Given the high number of views to the target blog's profile page, it would appear as though others' AdWords accounts have been similarly penetrated.

It's strange enough that someone has taken the time to do such a thing, stranger still that they've used AdWords to do it, and a bit scary that they appear to have been able to get into multiple AdWords accounts to perform their attack on other peoples' dimes.

If Jerry Fripp actually exists, then he's just been framed by someone with a serious grudge against David Lamond.


Tuesday, October 03, 2006

SEM Competition: The Perpetual Motion Machine Trick

I know some people in the SEM space like hearing about how competition plays out, and so I'll share a funny story:

One of our clients is a big finance site who's been with us for roughly two years. During this time we've worked extremely closely with them and in a manner that makes me SO proud to have the account management team we have.

A Sales VP at one of the companies that competes with us recently resorted to the following tactic:

1)Offer a *free* 3-month test to a big EF advertiser to get his foot in the door
2)Start test
3)Email several other EF advertisers in the same vertical with a subject that reads "[Competitor] Lands Another Major Mortgage Player This Week"
4)In the email say "One of the wins this week was a major online mortgage lender that has been using Efficient Frontier."

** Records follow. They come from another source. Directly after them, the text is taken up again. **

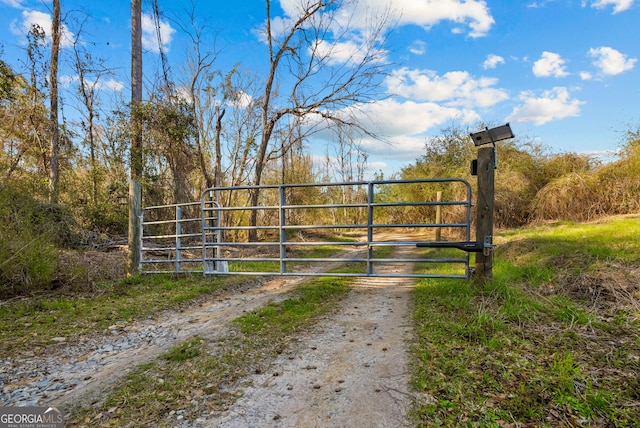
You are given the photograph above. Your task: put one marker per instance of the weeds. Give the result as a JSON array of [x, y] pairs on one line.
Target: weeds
[[205, 373], [525, 349]]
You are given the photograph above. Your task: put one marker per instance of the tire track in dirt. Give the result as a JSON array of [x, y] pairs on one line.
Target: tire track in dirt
[[351, 371]]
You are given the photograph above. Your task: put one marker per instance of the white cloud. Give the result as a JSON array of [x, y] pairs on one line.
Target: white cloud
[[585, 75], [150, 35], [618, 5], [492, 61], [549, 65], [610, 61], [455, 88], [12, 3], [418, 47], [554, 104], [111, 84], [427, 13], [44, 21], [348, 52]]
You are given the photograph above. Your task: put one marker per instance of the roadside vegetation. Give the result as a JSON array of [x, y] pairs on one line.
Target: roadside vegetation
[[553, 340], [205, 374]]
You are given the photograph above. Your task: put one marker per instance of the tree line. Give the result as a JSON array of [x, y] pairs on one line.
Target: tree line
[[64, 177]]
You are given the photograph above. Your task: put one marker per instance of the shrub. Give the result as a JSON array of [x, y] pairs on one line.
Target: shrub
[[27, 238]]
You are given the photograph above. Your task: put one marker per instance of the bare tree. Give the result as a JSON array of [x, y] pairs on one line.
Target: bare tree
[[53, 98], [317, 85]]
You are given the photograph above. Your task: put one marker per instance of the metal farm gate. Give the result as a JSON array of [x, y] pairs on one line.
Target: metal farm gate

This, folks, is the Perpetual Motion Machine trick, aka Leaning Forward a Bit Too Much On Your Skis. The competitor gives one big advertiser a free test, giving others the false impression that his firm is succeeding in the marketplace, which then leads to more tests.

Like the perpetual motion machine, this competitor needs:

an initial dose of kinetic energy = a free test + a Jupiter ranking
periodic infusions of kinetic energy = lies

But as with claims of perpetual motion, the proof is in the performance, and the competitor's test went horribly and the advertiser gave them the heave-ho.

As I said in a previous post, SEM competition is fierce, and I love it.

Free 411 Calls - Coming To A Phone Near You

I learned recently about 800Free411, a firm that's trying to wring 6.5B calls per year (and $5B+ in revenues) from the cold, hard cluthes of the telco's. As you can guess, they're offering free 411 calls (which normally cost $1+/each) in return for callers listening to 1-2 ads.

They get 10M+ calls/month, but I don't think it'll take too long for them to get a sizable chunk of the total 411 market; after all, who wouldn't want to cut $5-$10/month from their phone bill?

A bunch of our existing customers are already using them, and I can imagine search advertisers will find their inventory very enticing for its high level of buying intent and captive audience.

It also makes me think that the ad-supported calling model will eventually make its way in to the rest of your telephone bill. If individuals and companies had a choice between huge phone bills and smaller bills thanks to partial or total ad support, I would expect tens of millions of people to sign on, wouldn't you?

Monday, October 02, 2006

First-ever Click Fraud Shakedown?

A person who spends $200K/mo on Google, Yahoo and MSN driving mortgage and insurance leads in the UK told me today that he's enlisting a couple buddies to get $5000 back directly from one of Y!'s UK search distribution partners for impression/click fraud they committed via Y! Search on his campaign.

A high-volume PPC lead gen advertiser on the verge of shaking down a Yahoo search distribution partner in order to recover money stolen via click fraud? Maybe the search engines could incorporate that into their anti-fraud measures...

Sunday, October 01, 2006

MarketingSherpa's 2007 Search Marketing Guide - Your Personal Tenzing Norgay

There are tons and tons of useless data out there when it comes to SEM, but as far as I'm concerned there is only one SEM Bible, and that is the MarketingSherpa Search Marketing Benchmark Guide.

I just received my 2007 copy this week, and it's the best $247 I'll spend. The value of this guide, IMO, is not the commentary that the editors include alongside the data they've collected, but rather the data itself and the thoroughness with which they've assembled a good part of what's valuable into one tome.